Making Parenthood Affordable Again
In the end, while social media may play a part in people's decisions to delay motherhood, "their lived realities are a much bigger deterrent," Grose said.
"I most frequently hear from people who want kids but don't have them that they haven't met the right person, or they feel they can't afford to have children," she told Newsweek.
That speaks to the fundamental question vexing sociologists and fertility experts. Today, American women have around 1.6 children, a number well below the "replacement rate" of 2.1 children that is needed for a population to replace itself from one generation to the next.
Some countries, including the U.S., have tried to provide cash incentives for women to have more babies. Taiwan has spent more than $3 billion on child-rearing initiatives. Russia offers a one-time payment of $7,000 to families with more than two kids. Hungary has $30,000 loans available for newlyweds who can have the debt forgiven if they have three children.
The U.S. introduced it first Child Tax Credit (CTC) in 1997 under President Bill Clinton, initially offering $400 per child. Over time that check has increased in value. Under President George Bush, it went up to $1,000. Under Barack Obama, a lowered income threshold was introduced for refundability up to $3,000. Donald Trump increased the CTC up to $2,000 per child under his first term.
As part of his pandemic relief bill known as the American Rescue Plan Act, Joe Biden brought it up to $3,600 for children under 6 and up to $3,000 for those aged 6 to 17. The credit came back down to $2,000 per child in 2022 after Congress declined to extend it.
Jennifer Glass, a sociology professor at the University of Texas and the executive director of the Council on Contemporary Families, told Newsweek while these payments could "move the needle in a small fashion," cash assistance is not enough to get fertility rates up.
"I don't think you could pay people enough cash to outweigh the quarter of a million dollars that it currently takes to raise a child from birth to age 17 before college on a middle-class salary," she said. "So, that's the crux of the problem. Are you honestly going to create tax credit that for $27,000 a year? Probably not."

But affordability is only one part of the puzzle. Harvard economist Claudia Goldin recently published a study suggesting countries with the greatest decline in fertility are actually those that have seen the most economic growth in recent years, but still have a deeply gender-divided society.
Goldin's December paper found that rapid economic change often challenges strongly-held beliefs that do not change as swiftly as technology and economies do. That conflict, she wrote, may lead to a bigger gender divide and increasingly rapid reduction in fertility.
A better method, Glass suggested, would be to follow in the footsteps of European countries like Denmark, Finland, Iceland, Norway and Sweden, which have strong social safety nets combined with policies designed to enable mothers to continue working during their child-rearing years. Those help enable couples to have more children because they could go on making more income to offset the rising costs of childcare.

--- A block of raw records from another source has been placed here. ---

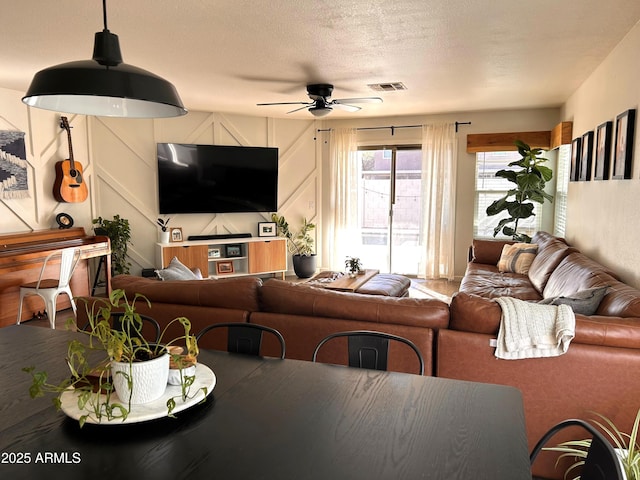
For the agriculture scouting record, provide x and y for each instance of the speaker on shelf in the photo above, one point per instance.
(221, 236)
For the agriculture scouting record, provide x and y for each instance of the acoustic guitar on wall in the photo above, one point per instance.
(69, 186)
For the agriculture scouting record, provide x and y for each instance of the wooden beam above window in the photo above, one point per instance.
(504, 142)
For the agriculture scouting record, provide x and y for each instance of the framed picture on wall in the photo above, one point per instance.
(625, 128)
(234, 250)
(176, 234)
(586, 154)
(603, 151)
(224, 268)
(575, 160)
(267, 229)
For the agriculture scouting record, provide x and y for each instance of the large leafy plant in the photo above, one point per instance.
(89, 358)
(626, 445)
(300, 243)
(529, 179)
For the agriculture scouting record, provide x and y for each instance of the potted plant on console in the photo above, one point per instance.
(116, 368)
(300, 244)
(119, 233)
(530, 180)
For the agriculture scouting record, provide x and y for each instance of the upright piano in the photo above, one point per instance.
(22, 256)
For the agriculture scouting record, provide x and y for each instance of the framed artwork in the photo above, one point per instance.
(224, 268)
(267, 229)
(234, 250)
(575, 160)
(603, 151)
(586, 154)
(176, 234)
(625, 127)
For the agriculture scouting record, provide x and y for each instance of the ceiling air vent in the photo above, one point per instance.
(387, 87)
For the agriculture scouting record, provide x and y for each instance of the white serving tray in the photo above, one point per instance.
(148, 411)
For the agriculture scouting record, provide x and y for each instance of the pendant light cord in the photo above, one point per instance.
(104, 13)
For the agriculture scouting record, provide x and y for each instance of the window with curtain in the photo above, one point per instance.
(562, 186)
(490, 188)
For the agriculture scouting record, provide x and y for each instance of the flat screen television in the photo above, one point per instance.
(217, 178)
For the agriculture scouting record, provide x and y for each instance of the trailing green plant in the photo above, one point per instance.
(353, 265)
(530, 180)
(626, 445)
(300, 243)
(119, 233)
(89, 359)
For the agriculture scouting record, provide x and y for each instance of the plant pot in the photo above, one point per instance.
(148, 379)
(304, 265)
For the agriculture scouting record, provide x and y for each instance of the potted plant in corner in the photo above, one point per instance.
(530, 180)
(119, 233)
(626, 446)
(107, 367)
(300, 245)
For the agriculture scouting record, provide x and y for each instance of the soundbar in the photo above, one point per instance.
(220, 236)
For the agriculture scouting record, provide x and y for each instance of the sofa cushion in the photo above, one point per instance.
(236, 293)
(584, 302)
(551, 251)
(279, 296)
(517, 258)
(577, 272)
(487, 281)
(176, 270)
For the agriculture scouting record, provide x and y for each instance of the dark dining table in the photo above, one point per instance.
(267, 419)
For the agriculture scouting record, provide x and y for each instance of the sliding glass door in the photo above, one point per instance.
(390, 208)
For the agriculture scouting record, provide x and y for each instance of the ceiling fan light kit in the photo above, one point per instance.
(104, 86)
(321, 103)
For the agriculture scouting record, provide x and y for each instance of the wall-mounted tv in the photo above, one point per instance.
(217, 178)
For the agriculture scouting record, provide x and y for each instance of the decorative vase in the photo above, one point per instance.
(304, 265)
(148, 379)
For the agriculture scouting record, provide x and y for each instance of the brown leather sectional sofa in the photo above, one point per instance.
(599, 373)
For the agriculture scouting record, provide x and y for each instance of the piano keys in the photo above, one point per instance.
(21, 259)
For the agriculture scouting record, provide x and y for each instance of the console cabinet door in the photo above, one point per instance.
(194, 256)
(267, 256)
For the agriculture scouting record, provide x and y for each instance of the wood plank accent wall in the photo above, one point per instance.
(504, 142)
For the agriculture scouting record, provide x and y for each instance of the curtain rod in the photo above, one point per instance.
(392, 128)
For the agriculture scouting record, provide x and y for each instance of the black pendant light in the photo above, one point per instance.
(104, 86)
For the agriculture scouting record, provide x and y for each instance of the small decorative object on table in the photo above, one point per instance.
(267, 229)
(353, 266)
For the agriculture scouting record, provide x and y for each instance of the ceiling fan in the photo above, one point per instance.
(321, 103)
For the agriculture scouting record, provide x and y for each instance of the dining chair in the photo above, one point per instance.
(151, 333)
(244, 337)
(369, 349)
(601, 462)
(49, 288)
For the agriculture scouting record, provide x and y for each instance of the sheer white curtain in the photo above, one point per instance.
(439, 155)
(343, 172)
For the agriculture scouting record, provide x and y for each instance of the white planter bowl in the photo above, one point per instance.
(149, 379)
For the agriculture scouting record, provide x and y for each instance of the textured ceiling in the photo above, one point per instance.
(228, 55)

"You probably can't get to more than two children per woman, which is what you would need for replacement fertility, but you might be able to move the needle from 1.6 to 1.8 or 1.9 and that would make a huge difference," Glass said.
"The U.S. baby boom is one of the few examples of a country with a TFR [total fertility rate] less than two that greatly increased," Goldin wrote in her report.
"The baby boom was partly accomplished by glorifying marriage, motherhood, the 'good wife,' and the home. Can a turnaround today be accomplished by glorifying parenthood, especially fatherhood, and changing workplace rules so fathers are not penalized by taking time off and requesting flexible work arrangements?"
She continued: "One thing is clear: unless the negative relationship between income and fertility is reversed, the birth rate will probably not increase."